Look for rising securities demand for credit card bank investment portfolios

Credit card balances plunged in the second quarter, likely adding to earnings pressure at banks such as Bank of America, Capital One, Discover, JPMorganChase, US Bank and Wells Fargo that hold large credit card loan portfolios. Card balances declined by $76 billion, the largest quarterly decline since the New York Fed began collecting the data in 2000. Most other loan balances—autos, home equity lines of credit, student loans—came in flat with mortgage balances up $63 billion. Sharply tighter bank underwriting on commercial and industrial, commercial real estate, mortgages and other consumer loans (see Fed’s Senior Loan Officer Opinion Survey released this week) and lower borrower demand has limited the ability of loan portfolio to lift banks out of a growing profit hole (see Bank strategies: Returns to duration, prepayment and credit risk). Banks have responded by adding securities. Demand at banks with big credit card portfolios may be particularly sharp.

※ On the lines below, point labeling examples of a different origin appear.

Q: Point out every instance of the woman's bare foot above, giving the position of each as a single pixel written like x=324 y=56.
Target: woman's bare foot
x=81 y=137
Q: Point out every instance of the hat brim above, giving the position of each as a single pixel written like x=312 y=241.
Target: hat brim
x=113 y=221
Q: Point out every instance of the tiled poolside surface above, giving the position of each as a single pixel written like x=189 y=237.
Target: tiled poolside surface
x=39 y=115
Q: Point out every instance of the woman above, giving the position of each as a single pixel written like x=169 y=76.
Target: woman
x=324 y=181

Look for a falling supply of floating-rate ABS

Declining credit card spending and demand to keep loans on balance sheet contributed to a free fall in issuance of credit card ABS. Credit card issuance year-to-date in 2019 was $13.7 billion while this year it is $2.5 billion. Although modest in the context of the broader market, it is a decline in the supply of shorter floating-rate ABS.

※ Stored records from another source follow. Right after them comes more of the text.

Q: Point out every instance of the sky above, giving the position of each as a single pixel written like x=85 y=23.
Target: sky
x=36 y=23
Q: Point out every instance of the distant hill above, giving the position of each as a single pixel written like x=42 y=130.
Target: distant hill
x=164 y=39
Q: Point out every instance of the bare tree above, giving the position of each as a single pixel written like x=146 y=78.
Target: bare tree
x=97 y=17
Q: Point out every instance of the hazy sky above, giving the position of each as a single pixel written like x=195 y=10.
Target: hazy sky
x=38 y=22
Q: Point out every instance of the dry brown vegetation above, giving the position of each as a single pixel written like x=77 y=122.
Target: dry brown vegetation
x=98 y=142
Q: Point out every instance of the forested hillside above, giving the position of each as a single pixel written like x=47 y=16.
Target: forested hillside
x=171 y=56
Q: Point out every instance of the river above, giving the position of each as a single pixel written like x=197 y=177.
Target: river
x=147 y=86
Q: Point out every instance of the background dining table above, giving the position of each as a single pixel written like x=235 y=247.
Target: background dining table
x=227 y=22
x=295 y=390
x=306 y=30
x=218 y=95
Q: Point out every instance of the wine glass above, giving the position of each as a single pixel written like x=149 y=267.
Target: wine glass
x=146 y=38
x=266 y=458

Look for higher prepayment risk and lower credit risk in the newest mortgages

The median credit score of newly originated mortgages ran up in the second quarter to 784, the highest in the New York Fed’s records since 2003, likely leaving prepayment risk higher in the new loans and credit risk lower. Of course, the shift in risk profile assumes all other features of the new loans match past standards. The new highwater mark echoes the tighter mortgage underwriting standards reflected in this week’s Senior Loan Officer Opinion Survey. The strongest borrowers find it easier to refinance as originators crowd around borrowers that need the money the least, adding negative convexity to MBS. But the faster prepayments deleverage the security, and the borrower credit is stronger to start. Easier access to credit have already started shaping parts of the FSMT, GSMBS, JPMMT, WFMBS securitization shelves (see Smaller loans drive speeds and valuations in prime MBS). Look for securities backed by newer loans to show more negative convexity, better credit.

Of course, the flip side of tighter credit is that weaker borrowers may face more frictions, such as originators overlays, in getting new credit or refinancing old.

A cloudy outlook for consumer credit overall

Foreclosure moratoriums, forbearance and fiscal support from unemployment benefits and other programs have had dramatic effects on the consumer balance sheet, clouding the picture of credit should these policies lapse. Foreclosures, for example, dropped from more than 35,000 in March to less than 10,000 in June. The CARES Act automatically rolled all federal direct student loans into forbearance and waived interest, leaving an estimated 88% of private and federal student loans at the end of July with a scheduled payment of $0. This leaves securities most leveraged to the consumer balance sheet—speculative grade MBS and ABS—also leveraged to fiscal policy.